Looks quite good, but missing that depth of shine I was after.....which is where the wax kicked in:









It got a great wet look now, considering its only one layer. I put too much on so it was a killer to remove.
I'm planning on layering it tonight if I get time.

Anyway, thoughts, advice or tips welcome.


----------



## Darren_d (Jun 20, 2013)

Looks great, real depth to the finish now.

What was your routine? I'm getting a machine polisher and various pads, but need to get some polishes/waxes too.


----------



## Peeunit (May 22, 2013)

Thanks mate. Appreciate it
Washed with the 2 bucket method, with G3 Detox shampoo.
Rinsed and dried.
Orbital buffer with Zymol polish. (did the bonnet and roof a couple of times to remove some swirls and scratches)
Removed
Finished with one coat of AF Temptation and removed. Then left to cure for a few hours.

First wash tonight, and I'm going to re-layer.


----------



## darylbenfield (Jun 29, 2011)

Looks great - how did you find the wax? I use Spirit and Illusion with either Top Coat or Power Seal underneath.


----------



## Peeunit (May 22, 2013)

I got on pretty well with it actually thanks. Bit of a novice when it comes to wax, so went for the entry level one. And still managed to put too much on!
I've been used to Meg Tech Wax, which in comparison, is fairly poor. Is there noticeable difference between say Temptation and Illusion?


----------



## X5TUU (Sep 4, 2012)

looks decent, the clear coat looks a little hazy though, could be the light ... is there many spiders when you look at it in the sunlight??


----------



## Peeunit (May 22, 2013)

I think it's the light, but its not as good as it could be. Still several swirls and light scratches.
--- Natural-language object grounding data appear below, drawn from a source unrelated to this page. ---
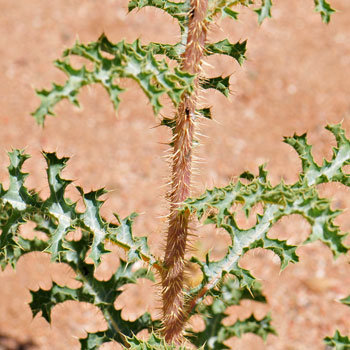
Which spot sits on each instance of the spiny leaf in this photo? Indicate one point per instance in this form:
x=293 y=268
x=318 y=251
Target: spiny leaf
x=264 y=11
x=224 y=47
x=329 y=171
x=93 y=341
x=338 y=342
x=57 y=215
x=300 y=198
x=325 y=9
x=216 y=333
x=130 y=61
x=153 y=343
x=219 y=83
x=205 y=112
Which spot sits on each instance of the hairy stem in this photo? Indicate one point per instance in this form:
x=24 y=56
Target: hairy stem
x=172 y=278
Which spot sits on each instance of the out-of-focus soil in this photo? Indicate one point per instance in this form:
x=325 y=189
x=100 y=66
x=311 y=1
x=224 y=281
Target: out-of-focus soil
x=296 y=79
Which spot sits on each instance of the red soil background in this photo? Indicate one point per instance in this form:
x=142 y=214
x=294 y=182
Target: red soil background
x=296 y=79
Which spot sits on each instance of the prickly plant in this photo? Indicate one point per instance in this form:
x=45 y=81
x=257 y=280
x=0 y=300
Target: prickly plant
x=225 y=281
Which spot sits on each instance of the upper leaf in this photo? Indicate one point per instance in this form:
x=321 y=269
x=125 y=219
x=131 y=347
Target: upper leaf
x=224 y=47
x=264 y=11
x=57 y=215
x=133 y=61
x=325 y=9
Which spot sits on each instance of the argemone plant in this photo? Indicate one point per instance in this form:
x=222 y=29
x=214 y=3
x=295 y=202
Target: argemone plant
x=173 y=71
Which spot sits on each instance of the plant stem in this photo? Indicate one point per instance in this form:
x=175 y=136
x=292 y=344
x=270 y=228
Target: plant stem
x=174 y=259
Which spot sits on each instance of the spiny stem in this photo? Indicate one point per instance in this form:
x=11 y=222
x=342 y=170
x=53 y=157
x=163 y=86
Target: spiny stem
x=174 y=259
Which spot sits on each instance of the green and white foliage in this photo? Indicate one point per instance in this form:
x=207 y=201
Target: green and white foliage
x=215 y=332
x=216 y=207
x=56 y=217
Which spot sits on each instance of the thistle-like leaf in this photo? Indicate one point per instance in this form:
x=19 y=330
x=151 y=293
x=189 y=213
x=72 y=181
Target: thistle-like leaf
x=300 y=198
x=338 y=342
x=325 y=10
x=219 y=83
x=264 y=11
x=224 y=47
x=153 y=343
x=129 y=61
x=215 y=332
x=56 y=216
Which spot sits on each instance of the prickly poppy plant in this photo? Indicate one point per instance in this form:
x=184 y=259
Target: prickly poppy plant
x=174 y=71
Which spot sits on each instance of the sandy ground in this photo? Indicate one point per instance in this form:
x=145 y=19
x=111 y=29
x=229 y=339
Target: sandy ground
x=296 y=79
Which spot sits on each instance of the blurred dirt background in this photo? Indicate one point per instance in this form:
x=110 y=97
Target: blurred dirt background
x=296 y=79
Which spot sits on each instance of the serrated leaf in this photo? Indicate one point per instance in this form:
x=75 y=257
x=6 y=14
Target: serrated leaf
x=130 y=61
x=264 y=11
x=224 y=47
x=329 y=171
x=300 y=198
x=93 y=341
x=205 y=112
x=338 y=342
x=153 y=343
x=216 y=333
x=325 y=10
x=219 y=83
x=56 y=216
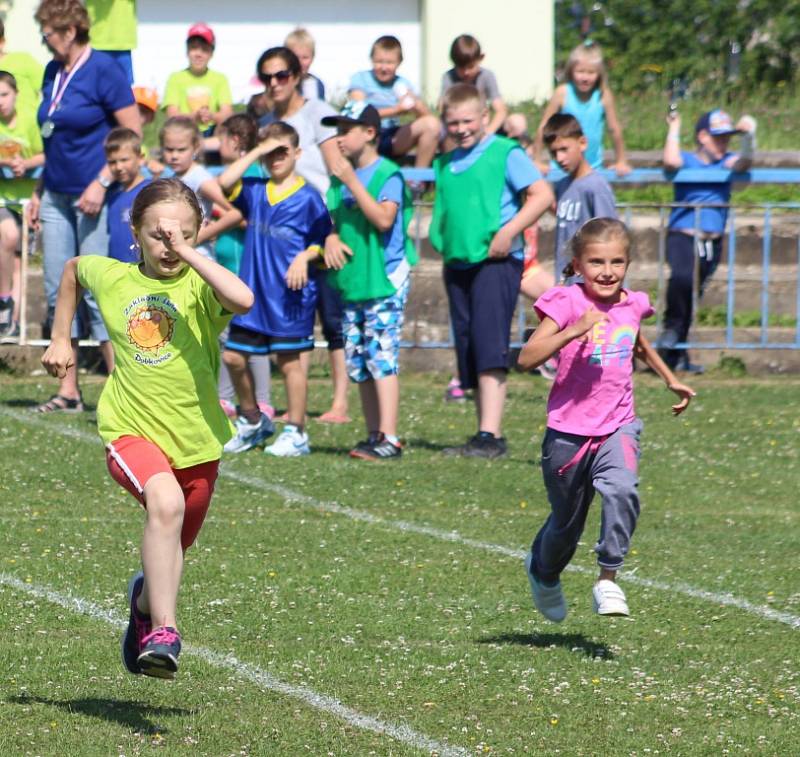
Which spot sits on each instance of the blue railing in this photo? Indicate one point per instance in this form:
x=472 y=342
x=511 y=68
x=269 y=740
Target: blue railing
x=658 y=176
x=692 y=176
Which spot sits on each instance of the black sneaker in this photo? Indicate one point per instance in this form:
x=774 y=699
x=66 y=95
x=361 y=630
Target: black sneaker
x=365 y=445
x=383 y=450
x=139 y=626
x=483 y=444
x=11 y=336
x=6 y=315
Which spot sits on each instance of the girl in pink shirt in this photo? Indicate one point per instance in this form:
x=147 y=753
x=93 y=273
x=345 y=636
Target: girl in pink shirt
x=592 y=438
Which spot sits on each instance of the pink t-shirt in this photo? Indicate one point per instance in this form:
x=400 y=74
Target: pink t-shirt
x=593 y=391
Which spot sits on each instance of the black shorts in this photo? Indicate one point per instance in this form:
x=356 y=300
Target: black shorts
x=241 y=339
x=330 y=308
x=385 y=141
x=482 y=300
It's 12 years old And I'm only just starting to get the paint straightened out. It's getting there. Second coat of polish went on tonight..... Definite improvement


----------



## X5TUU (Sep 4, 2012)

does look awesome, and as is a great colour ... wasnt a criticism at all, I have an all to similar issue with my 2001 225 paintwork lol


----------



## TTchan (Mar 24, 2012)

Looks real nice 8)


----------



## smithygquattro (Aug 23, 2013)

Really like the colour... looks nice


----------



## mullum (Sep 16, 2011)

Same colour as mine. Must have a go at polishing etc but its such a big subject to learn by the sounds of it. A bit intimidating.


----------



## robbrunning (Aug 25, 2013)

The colour is quite unusual... Not seen this before... Really nice


----------



## Rosielou118 (10 mo ago)

Peeunit said:


> So got my autofinesse Temptation wax (entry level product) last week and finally got enough time spare to wash, machine polish and get a layer of wax on the old girl. Paint is getting to a much more acceptable level now.
> So, after a couple of polishes:
> 
> 
> ...


And she’s still doing great now 😅😄


----------



## Molinos (May 19, 2021)

Rosielou118 said:


> And she’s still doing great now 😅😄
> View attachment 483904


Looking good 👍


----------